Our performance specifications vary as much as Paris and Milan and Stockholm vary from each other.

Some goals are mandated by the local authority. CLIA is mandatory for all US laboratories, and by extension, all CAP-accreditedlaboratories around the world. Rilibaek is mandatory for German laboratories. The WS/T 403-2012 goals are mandatory in China. These mandates are not likely to change anytime soon. In Europe, the more popular goals tend to be those derived from the EFLM biological variation database, although those goals can be extremely challenging to hit.

Another reason why goals differ is in their application or intended use. Frequently goals that are used in mandatory programs, such as CLIA and CAP and Rilbaek, have more generous specifications, because the consequences of failing are severe – fail a PT survey too many times and your lab is no longer able to take in patient samples and generate revenue. Other goals from programs that are more “educational” can afford to be tighter, because the worst thing that will happen from a failure is that a letter or message is sent to the director that improvements are needed.

The 2014 Milan Consensus made explicit note of a third difference between performance specifications, whether they are developed by a focus on Model 1, the clinical outcome, or Model 2, biological variation, or Model 3, SOTA (state-of-the-art) considerations. While the Milan Hierarchy strongly prefers 1 over 2 and 2 over 3, it does acknowledge that some analytes will only be able to use SOTA goals, while other analytes will be able to use biological variation goals.

There are even more fundamental debates about performance specifications, more akin to the difference between heading for an ocean in a submarine vs heading to a city in plane. The academic back and forth over measurement uncertainty vs. total allowable analytical error has provided a great opportunity to spill a lot of digital ink, but while the elephants battle, the ants are getting crushed.

A final thought to this debate: the targets themselves are moving. Think of HbA1c, considered perhaps the poster child, the great success story, of standardization. Much of that work was accomplished by changing the TEa year after year, effectively forcing the bad methods out of business, and rewarding the better methods. So the performance specifications may change, not only because of scientific efforts, but also by new clinical uses of older tests, by breakthroughs in engineering, which enable more precise readings, which expose more granular clinical changes in patients.

Just as methods and instruments continue to evolve, expect that performance specifications will evolve, too. That doesn’t absolve us from trying to settle on the best goal of the moment, (perhaps the State of the Art goal for the State of the Art methods). But at least we need to acknowledge the complexity of the landscape while we argue about the correct destination.

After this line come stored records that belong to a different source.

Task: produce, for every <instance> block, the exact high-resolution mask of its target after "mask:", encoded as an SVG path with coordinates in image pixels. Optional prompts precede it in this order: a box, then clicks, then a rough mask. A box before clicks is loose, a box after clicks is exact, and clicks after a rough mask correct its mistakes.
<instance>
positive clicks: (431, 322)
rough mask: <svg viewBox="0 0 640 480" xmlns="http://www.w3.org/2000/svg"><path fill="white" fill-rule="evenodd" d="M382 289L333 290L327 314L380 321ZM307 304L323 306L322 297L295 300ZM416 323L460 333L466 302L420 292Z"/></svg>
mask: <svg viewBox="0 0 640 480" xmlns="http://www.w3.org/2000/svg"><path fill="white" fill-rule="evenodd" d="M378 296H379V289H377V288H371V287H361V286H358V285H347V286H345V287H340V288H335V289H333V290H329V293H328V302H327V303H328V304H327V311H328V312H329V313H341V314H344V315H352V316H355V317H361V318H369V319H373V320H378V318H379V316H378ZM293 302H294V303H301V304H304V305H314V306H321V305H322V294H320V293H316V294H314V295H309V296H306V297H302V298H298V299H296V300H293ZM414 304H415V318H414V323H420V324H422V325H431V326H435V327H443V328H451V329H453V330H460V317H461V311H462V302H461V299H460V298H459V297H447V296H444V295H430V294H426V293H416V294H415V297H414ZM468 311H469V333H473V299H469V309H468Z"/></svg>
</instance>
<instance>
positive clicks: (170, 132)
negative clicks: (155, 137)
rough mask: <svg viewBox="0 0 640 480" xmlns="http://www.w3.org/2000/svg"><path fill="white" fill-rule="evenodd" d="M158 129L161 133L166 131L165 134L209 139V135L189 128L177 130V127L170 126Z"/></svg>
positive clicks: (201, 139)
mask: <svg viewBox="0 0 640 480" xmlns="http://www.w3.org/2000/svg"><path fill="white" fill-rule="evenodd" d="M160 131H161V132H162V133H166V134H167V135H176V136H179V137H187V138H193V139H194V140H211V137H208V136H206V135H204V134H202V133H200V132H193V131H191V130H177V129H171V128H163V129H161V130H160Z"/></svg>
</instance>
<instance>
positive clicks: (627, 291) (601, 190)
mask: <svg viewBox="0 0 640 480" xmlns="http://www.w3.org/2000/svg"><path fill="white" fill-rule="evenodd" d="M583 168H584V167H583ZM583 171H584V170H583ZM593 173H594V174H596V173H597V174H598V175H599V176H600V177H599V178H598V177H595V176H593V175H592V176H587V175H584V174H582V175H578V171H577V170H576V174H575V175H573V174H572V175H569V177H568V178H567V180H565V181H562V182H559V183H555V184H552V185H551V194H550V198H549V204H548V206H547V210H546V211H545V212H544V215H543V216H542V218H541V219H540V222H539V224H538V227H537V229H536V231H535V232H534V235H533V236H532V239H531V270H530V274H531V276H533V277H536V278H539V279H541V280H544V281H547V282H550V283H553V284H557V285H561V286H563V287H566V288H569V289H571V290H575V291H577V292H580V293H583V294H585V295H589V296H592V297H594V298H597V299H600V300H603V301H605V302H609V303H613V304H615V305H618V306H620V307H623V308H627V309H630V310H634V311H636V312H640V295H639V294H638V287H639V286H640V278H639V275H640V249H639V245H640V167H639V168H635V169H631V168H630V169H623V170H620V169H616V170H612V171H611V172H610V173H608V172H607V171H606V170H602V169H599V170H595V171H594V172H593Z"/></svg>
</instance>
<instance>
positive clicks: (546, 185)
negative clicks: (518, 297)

There are increasing calls for a standardization of performance specifications. Perhaps this can be achieved, but more likely we will have to settle for a Milan-type consensus. What is more likely to happen is that forces on the ground, labs in the real world, will gravitate to the most practical goals for today. On our part, we are trying to facilitate better decision-making through display of consolidated goals for chemistry, immunoassays, and hematology. These are the goals that we use when we judge performance, no matter where in the world the lab is located.

Our choices may not be your choices, but at least we can have a discussion and debate about those choices. The more dialogue we have, the better our chances on finding consensus.